Le grand garçon, lui, ne paraît pas impressionné. Mais pas du tout ! Il se lève sans hâte, sort du banc avec nonchalance et se dirige vers John comme s’il allait à la distribution des prix. Les poings dans les poches, le visage décontracté, souriant parce qu’il se sent observé, Stephen regarde le maître. Sûr du succès, il déguste déjà la « dégelée » qu’il va infliger publiquement à ce gringalet d’instituteur qui connaîtra, en cette occasion, la grande humiliation de sa vie. Comme lui, dans l’école, personne parmi les élèves ne doute de l’issue du combat. Leur camarade l’emportera sans forcer et ce ne sera pas sa dernière victoire.

D’ailleurs, John non plus ne s’illusionne guère. Son adversaire est fort, apparemment plus fort que lui. Pourtant, il doit sévir et courir le risque. Il serait coupable et lâche de laisser faire sous prétexte que ce jeune est solide et bien musclé. Et puis, il y a David ; David qui a vaincu Goliath au nom de l’Eternel ! Alors pourquoi douter de celui qui « arrête le bras du méchant » ?

Maintenant, les deux hommes sont face à face, tout près l’un de l’autre.

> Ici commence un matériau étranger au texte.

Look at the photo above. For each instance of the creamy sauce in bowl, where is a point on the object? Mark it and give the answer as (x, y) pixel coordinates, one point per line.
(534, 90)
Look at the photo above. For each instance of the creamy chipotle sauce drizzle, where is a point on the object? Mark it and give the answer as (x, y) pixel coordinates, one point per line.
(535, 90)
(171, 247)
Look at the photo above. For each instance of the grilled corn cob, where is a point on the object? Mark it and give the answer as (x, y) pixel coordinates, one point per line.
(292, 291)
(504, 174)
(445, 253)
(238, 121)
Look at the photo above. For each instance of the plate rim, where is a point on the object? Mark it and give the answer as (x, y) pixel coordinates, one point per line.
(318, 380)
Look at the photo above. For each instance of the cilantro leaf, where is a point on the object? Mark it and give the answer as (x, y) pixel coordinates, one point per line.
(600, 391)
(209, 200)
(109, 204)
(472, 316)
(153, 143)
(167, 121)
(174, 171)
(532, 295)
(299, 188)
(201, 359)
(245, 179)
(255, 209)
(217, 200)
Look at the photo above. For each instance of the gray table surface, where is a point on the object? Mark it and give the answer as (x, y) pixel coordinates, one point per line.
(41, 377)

Ils s’observent longuement tandis que la classe, toujours silencieuse, jubile. Un spectacle de choix se prépare pour très bientôt.

Stephen feint de ne pas vouloir « tirer » le premier ; il attend sans doute que Paton ouvre le feu, donne l’assaut, en tous cas prenne la responsabilité de l’empoignade… Mais non ! Brusquement, traîtreusement, il décoche un coup de poing d’une violence telle que John, frappé à l’épaule, pivote et manque de tomber à la renverse. Il retrouve à peine son équilibre qu’un deuxième coup, non moins rude, l’atteint sous le menton et lui arrache un cri. C’est sérieux !

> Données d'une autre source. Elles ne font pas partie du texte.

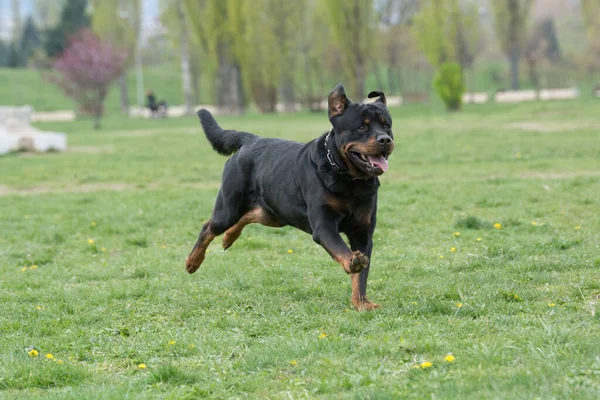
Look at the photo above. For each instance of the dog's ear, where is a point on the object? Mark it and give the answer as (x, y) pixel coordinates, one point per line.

Nerveuse, la classe est prête à crier : Bravo ! et à porter le vainqueur en triomphe. Pourtant, un « quelque chose » la retient. Elle devine que l’instituteur n’a pas donné sa mesure. Il paraît si confiant !

Et en effet, Paton s’est ressaisi. Il cherche d’abord à parer les poings dangereux de son fougueux élève qui le harcèle sans répit. Pour les éviter, John doit céder du terrain, reculer à petits pas, jusqu’à son bureau. Serait-ce le commencement de la fin ? Stephen le croit et ne peut réprimer un certain sourire signifiant en clair : « Je te tiens ! À nous deux ! »

Soudain, Paton contre-attaque, le bâton menaçant. C’est son ultime chance. Il assène à son jeune adversaire, avec la dernière vigueur, une série de coups bien placés qui ébranlent son assurance, le forcent à déchanter. Cette brusque offensive oblige Stephen à changer de tactique. Cessant de jouer des poings, il cherche plutôt à saisir la trique qui tourbillonne dangereusement au-dessus de sa tête. En vain car le maître veille à la chose. Paton n’est pas décidé à se laisser faire. Il est fort, lui aussi, et tenace par-dessus le marché.

Le vent a tourné.

Bon gré, mal gré, le grand garçon doit céder du terrain et à son tour, se replier jusqu’à la porte. Il ne peut fuir puisqu’elle est bien fermée. La bataille est perdue pour lui, et il le sait. La classe aussi, silencieuse tant que l’issue du combat était incertaine. Maintenant, les gosses battent des mains ; ils sont tous pour le vainqueur. Ce soudain retournement, cette désapprobation générale irritent le jeune homme ; il exprime sa mauvaise humeur par quelques grimaces à l’adresse de ses prétendus amis qui viennent, eux aussi, de faire volte-face.

— Retournez à vos livres et mettez-vous au travail, ordonne Paton, la voix rauque. Allez, et que ce soit bien fini.


♦   ♦

Il ne sera pas nécessaire de punir Stephen. Son cuisant échec vaut tous les châtiments du monde. Penaud, humilié, il n’ose plus lever la tête de peur de rencontrer des regards moqueurs, les regards de ceux qui, peu auparavant, l’encourageaient au mal.

Paton a bien gagné ; son adversaire ne récidivera plus. Certes, il y aura encore quelques velléités de révolte chez les grands qui digèrent mal la défaite de leur camarade. Sa défaite devient la leur. Le maître, maintenant, c’est le maître. Un grand changement.

Cependant, la bonté de Paton a vite raison des plus acharnés. Sous son impulsion, l’école prospère ; les effectifs s’accroissent rapidement… et les bénéfices aussi.

— Je vous l’avais bien dit, déclare triomphant le directeur à son jeune collaborateur. C’est la trique qui a fait son œuvre.

— Dites plutôt : l’Eternel, rectifie son subordonné.